Third, is the role of cooperatives. The REA promoted local cooperates and public plans, but contemporary policymakers have been slow to support cooperative broadband. The exciting thing about cooperatives, aside from their foundations in local communities, is that their member-owned structure means they do not require the rapid quarterly return on investment demanded by shareholder-owned companies. They often see broadband deployment as a community service first, and business second, willing to wait years for an ROI. As a result, it is the cooperatives connecting the countryside (or “fiberizing” the countryside) more so than the largest providers.
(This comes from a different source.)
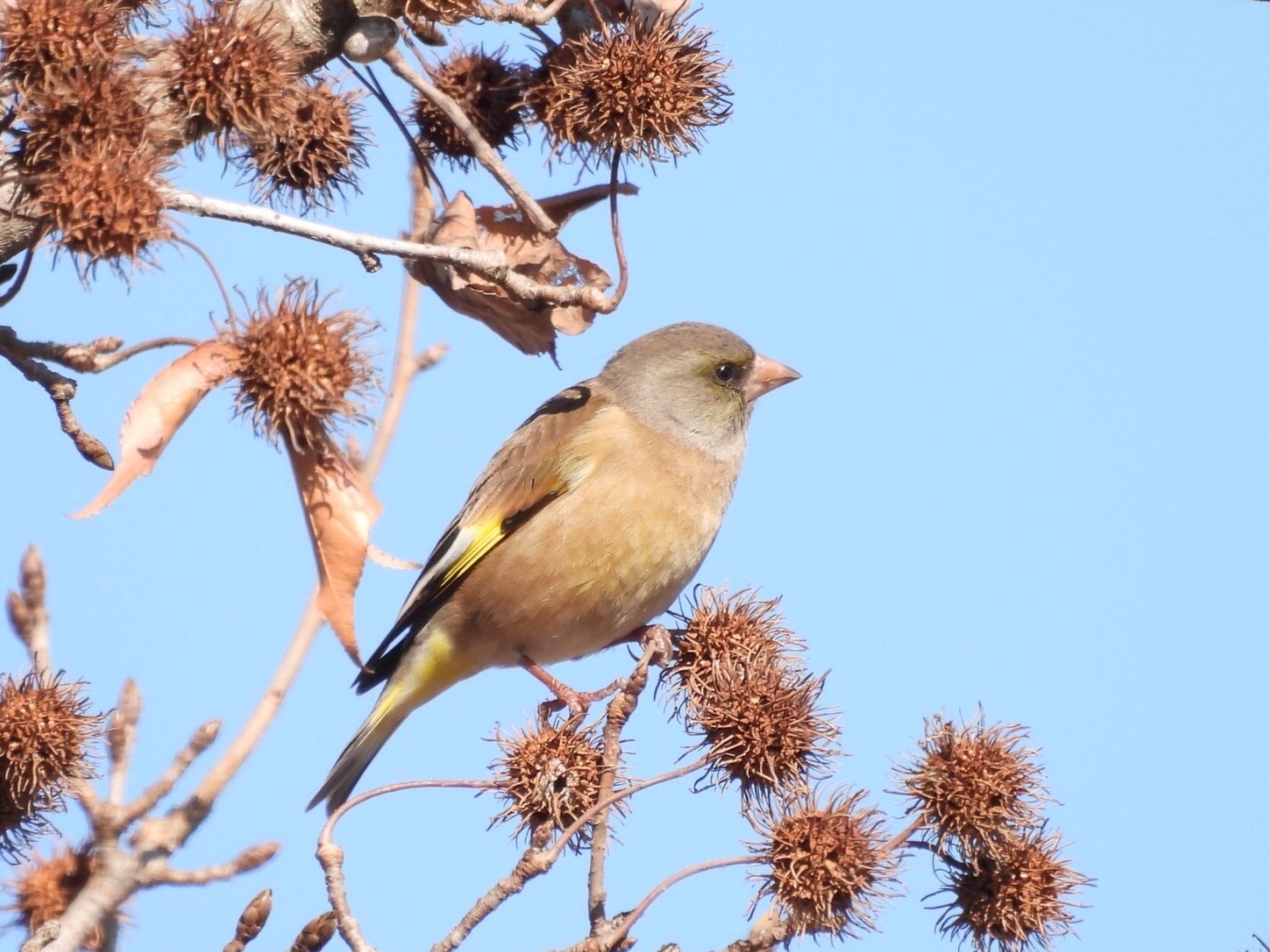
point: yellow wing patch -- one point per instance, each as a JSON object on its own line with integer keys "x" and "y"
{"x": 486, "y": 536}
Unfortunately, until 2018, electric cooperatives were shut out of FCC funding programs (although they were eligible for USDA loans and grants). Telephone cooperatives have their own FCC broadband fund, but whereas the 10 largest (and shareholder-owned) providers shared in $1.5 billion/year in funding, over 100 smaller telecommunication companies, many of them cooperatives, share $1 billion/year and have stricter build-out requirements. In sum, the regulatory deck has been stacked against local and cooperatives broadband providers.

Broadband’s new deal?

To invoke the REA is not only to call for large-scale federal investment to achieve universal service, but also to support a spirit of localism that emphasizes municipalities, counties, states, local providers, and cooperatives. It also underscores a belief that connectivity is not a consumer good but vital infrastructure. The largest providers, those agents of neoliberal capitalism, failed to connect this country. It’s time to privilege the local providers and reduce allegiance to private capital. In the American Jobs Plan announcement, President Biden seemed to have heard that message:

[The American Jobs Plan] prioritizes support for broadband networks owned, operated by, or affiliated with local governments, non-profits, and co-operatives—providers with less pressure to turn profits and with a commitment to serving entire communities. 

As lawmakers debate the future of President Biden’s infrastructure package, they must not abandon the localism ethos in the inevitable political compromises (which already reduced the financial commitment from $100 billion to $65 billion). To do so would fail to capture the full legacy of the REA. Worse, it would jeopardize the first meaningful opportunity in years to rectify the digital divide at a critical juncture in which all but most incalcitrant recognize broadband as the lynchpin of contemporary infrastructure in a post-COVID world.

This post is based on the first chapter of Farm Fresh Broadband: The Politics of Rural Connectivity (MIT Press, forthcoming September 2021).